Supreme Court Poised to Rule on Landmark Car Finance Case

The UK Supreme Court will issue a verdict that could reshape the car finance industry and trigger billions of pounds in compensation claims for mis-sold motor finance.

The judgment, expected at 4:35 pm Friday, will determine whether to uphold a Court of Appeal ruling from October, which found that undisclosed commissions paid by lenders to car dealers or brokers were unlawful.


The Test Case: Undisclosed Broker Commissions

The case centres around two lenders – FirstRand Bank and Close Brothers – who were found to have paid commissions to dealers arranging finance deals, without disclosing the amount or terms of those payments to borrowers.

This practice was deemed unlawful by the Court of Appeal. If the Supreme Court upholds that ruling in full, the decision could pave the way for millions of customers to seek redress for loans arranged under similar conditions.

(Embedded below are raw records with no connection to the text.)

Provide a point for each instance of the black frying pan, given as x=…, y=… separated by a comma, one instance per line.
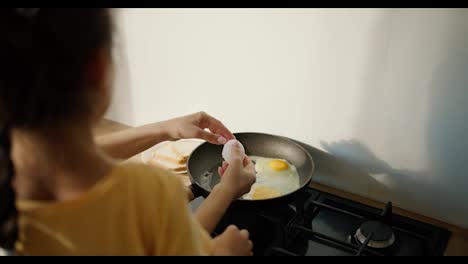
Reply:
x=204, y=161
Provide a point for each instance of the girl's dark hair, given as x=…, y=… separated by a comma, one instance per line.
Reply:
x=45, y=55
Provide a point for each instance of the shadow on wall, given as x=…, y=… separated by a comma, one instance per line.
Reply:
x=395, y=104
x=121, y=108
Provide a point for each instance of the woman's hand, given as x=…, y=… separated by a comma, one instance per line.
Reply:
x=237, y=177
x=194, y=125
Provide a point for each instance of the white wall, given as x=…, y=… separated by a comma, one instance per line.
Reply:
x=383, y=89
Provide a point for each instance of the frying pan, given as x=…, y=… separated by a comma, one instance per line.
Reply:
x=204, y=161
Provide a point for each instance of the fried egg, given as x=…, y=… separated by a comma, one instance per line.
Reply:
x=275, y=177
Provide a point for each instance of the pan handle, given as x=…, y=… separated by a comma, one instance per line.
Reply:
x=195, y=191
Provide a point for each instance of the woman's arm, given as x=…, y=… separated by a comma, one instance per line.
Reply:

Wider Financial Implications for the Industry

The car finance market is deeply embedded in UK car sales, with around 90% of new cars and a significant proportion of second-hand vehicles bought on finance.

A full ruling against lenders could result in huge financial liabilities for the sector. Lloyds Banking Group, heavily exposed through its Black Horse division, has already set aside £1.2 billion in anticipation of potential claims.

The Financing & Leasing Association, which represents lenders, has continued to maintain that no wrongdoing occurred.

The Role of Discretionary Commission Arrangements

At the centre of many complaints are Discretionary Commission Arrangements (DCAs), which were banned by the Financial Conduct Authority (FCA) in 2021. Under DCAs, dealers could increase their commission by steering customers toward higher interest rates.

Thousands of consumers who purchased vehicles using DCAs before the ban are already in line for possible compensation.

What Happens Next

The FCA is expected to announce within six weeks of the Supreme Court ruling whether it will establish a centralised compensation scheme for affected borrowers. However, today’s ruling could dramatically widen the pool of those eligible for payouts if it affirms the appeal court’s full findings.

If the judges side with the lenders, the scope of potential redress will be much narrower.

Government Concern Over Financial Fallout

The UK Treasury had previously raised concerns about the potential financial impact of large-scale compensation, warning it could significantly disrupt the car finance market. The Supreme Court rejected the government’s unusual intervention request in February, affirming judicial independence in the matter.

While the Treasury supports fair outcomes for consumers, it has also cautioned that the sector must remain capable of providing essential finance options for car buyers.